Amsterdam was the town where this historical sea change occurred, but the country had a history before Rembrandt and Spinoza, and much of it was connected with the city of Utrecht – where the Dutch archbishop was domiciled and where many of the country’s top clergymen had their residences (including Pope Hadrian VI, the last non-Italian in the fisherman’s shoes for 450 years).
Yet at the same time, Utrecht was also the place where the blueprint for the country’s Golden Age was designed.
The story of Utrecht is the story of the church. For centuries, Utrecht was, and in many ways still is (at least for the country’s Catholic community), the religious capital of the Netherlands.
But it is also the story of its canal network, constructed and extended from the early Middle Ages onwards to connect the town centre with the river Rhine and other parts of the Netherlands.
It was this network that gave rise to an independent merchant class, and when they became wealthy and confident enough to assert their rights against the clergy, Utrecht, Holland and the entire western world were never to be the same again.
Our interest in Utrecht’s canal network is nevertheless focused on something else: never mind its great historical interest (an application for inclusion on the list of UNESCO World Heritage sites has been filed).
The city’s waterway system also makes for a highly pleasant urban promenade.
We begin our walk on Willemsplantsoen opposite the national HQ of the Dutch Railway Company where a UFO appears to have just landed on the roof …

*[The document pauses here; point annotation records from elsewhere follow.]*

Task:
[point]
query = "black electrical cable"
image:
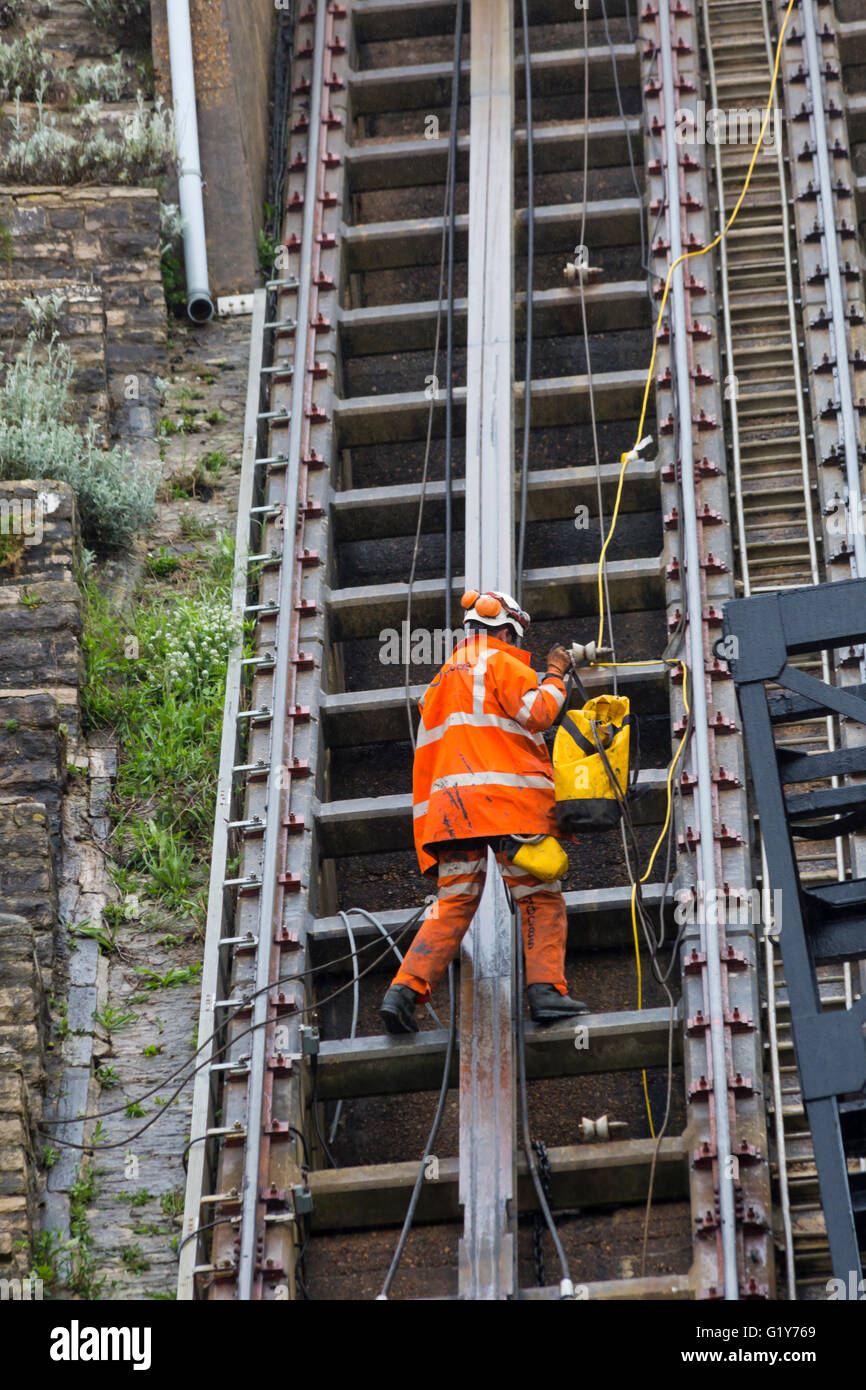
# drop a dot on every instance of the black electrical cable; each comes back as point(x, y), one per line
point(448, 248)
point(220, 1221)
point(243, 1004)
point(319, 1133)
point(524, 1111)
point(449, 309)
point(207, 1061)
point(527, 370)
point(431, 1137)
point(284, 43)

… (at the risk of disappointing some of you: it is only a sculpture, made by the Dutch artist Marc Ruygrok) and continue southwards past the historic buildings of the Karel V luxury hotel on our left until we meet the canal.

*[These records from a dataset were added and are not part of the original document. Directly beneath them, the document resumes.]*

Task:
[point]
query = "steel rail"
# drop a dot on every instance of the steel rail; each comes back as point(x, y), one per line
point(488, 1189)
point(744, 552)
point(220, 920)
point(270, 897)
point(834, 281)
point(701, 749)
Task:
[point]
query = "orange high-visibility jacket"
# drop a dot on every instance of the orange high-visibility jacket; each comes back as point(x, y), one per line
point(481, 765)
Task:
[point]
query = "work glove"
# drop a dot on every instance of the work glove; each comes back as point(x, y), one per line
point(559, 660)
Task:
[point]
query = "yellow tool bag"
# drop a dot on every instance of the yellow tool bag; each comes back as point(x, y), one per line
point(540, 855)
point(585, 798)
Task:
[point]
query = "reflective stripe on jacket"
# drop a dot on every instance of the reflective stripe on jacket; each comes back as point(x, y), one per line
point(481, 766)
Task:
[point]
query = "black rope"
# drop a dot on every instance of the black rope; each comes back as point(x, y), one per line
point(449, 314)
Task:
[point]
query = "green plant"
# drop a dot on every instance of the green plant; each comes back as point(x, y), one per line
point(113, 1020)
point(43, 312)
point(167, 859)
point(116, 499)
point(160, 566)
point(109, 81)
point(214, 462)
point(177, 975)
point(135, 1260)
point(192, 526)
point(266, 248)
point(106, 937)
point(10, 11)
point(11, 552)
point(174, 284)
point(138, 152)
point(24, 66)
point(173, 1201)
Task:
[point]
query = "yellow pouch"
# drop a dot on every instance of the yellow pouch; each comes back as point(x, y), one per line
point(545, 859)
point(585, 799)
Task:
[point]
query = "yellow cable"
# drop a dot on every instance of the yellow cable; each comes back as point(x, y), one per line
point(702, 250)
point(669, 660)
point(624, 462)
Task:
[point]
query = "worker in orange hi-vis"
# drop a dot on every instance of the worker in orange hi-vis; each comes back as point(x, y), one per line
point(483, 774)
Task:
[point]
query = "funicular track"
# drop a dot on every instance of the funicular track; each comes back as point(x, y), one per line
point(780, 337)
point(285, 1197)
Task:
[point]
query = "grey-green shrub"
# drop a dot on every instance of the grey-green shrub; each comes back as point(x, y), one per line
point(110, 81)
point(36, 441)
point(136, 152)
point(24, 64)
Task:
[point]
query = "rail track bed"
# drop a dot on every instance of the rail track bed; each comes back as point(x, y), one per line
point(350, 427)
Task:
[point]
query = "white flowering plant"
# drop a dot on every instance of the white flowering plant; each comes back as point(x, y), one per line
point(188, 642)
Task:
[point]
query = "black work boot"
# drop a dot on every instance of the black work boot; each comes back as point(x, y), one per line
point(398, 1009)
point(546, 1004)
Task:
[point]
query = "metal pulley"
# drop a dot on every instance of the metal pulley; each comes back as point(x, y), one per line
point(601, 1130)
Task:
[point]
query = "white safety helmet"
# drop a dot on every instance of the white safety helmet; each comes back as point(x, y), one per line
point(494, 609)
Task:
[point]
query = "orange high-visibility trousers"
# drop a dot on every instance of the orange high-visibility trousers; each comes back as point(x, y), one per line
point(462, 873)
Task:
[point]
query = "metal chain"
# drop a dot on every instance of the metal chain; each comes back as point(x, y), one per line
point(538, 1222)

On your left hand side, you can see some buildings in the southern part of the Old Town, which is specifically packed with church buildings and the remnants of medieval monasteries.
This stretch of the canal footpath runs alongside a – now dead – side arm of the waterway system, which is particularly peaceful.

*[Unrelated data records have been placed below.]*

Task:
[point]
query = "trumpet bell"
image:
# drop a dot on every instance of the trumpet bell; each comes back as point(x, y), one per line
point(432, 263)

On Tolsteegbruck, we cross the Oude Gracht, ancient Utrecht’s “main street”. The city’s Old Town now lies to your left on this pleasant urban promenade.
We continue straight, past the back of the University Museum on our left. (Utrecht is home to the country’s largest university and accommodates 30,000 students) and across Absteder Bridge …
… with Nieuwe Gracht on our left hand side. This canal is one of the most recent additions to the network and is only half as wide as the two-lane highway of the “Old Canal”.
Continue past the municipal Stads Schouwburg theatre and follow the canal to the left. This is where the footpath next to the canal – and therefore the walk – ends, but there is one last thing we still have to do.
Follow the canal – down its oldest stretch: parts of this section go back nearly 1000 years – and just after it makes another left turn, near the bridge called Zandbrug, you can find Utrecht’s most visited statue.
Let me guess: you have no idea who or what this is. If you do, you are most probably from the Far East, where Miffy appears to be much more popular than in Europe or even his native Holland (where, incidentally, he is known as Nijntje. Go on, you try to make the Japanese pronounce that.)
Miffy is the brainchild of the artist Dick Bruna, a son and long-time resident of Utrecht – and if you want to see more of either, you can visit the Dick Bruna House, Utrecht’s newest museum (est. in 2006), opposite the town’s Central Museum.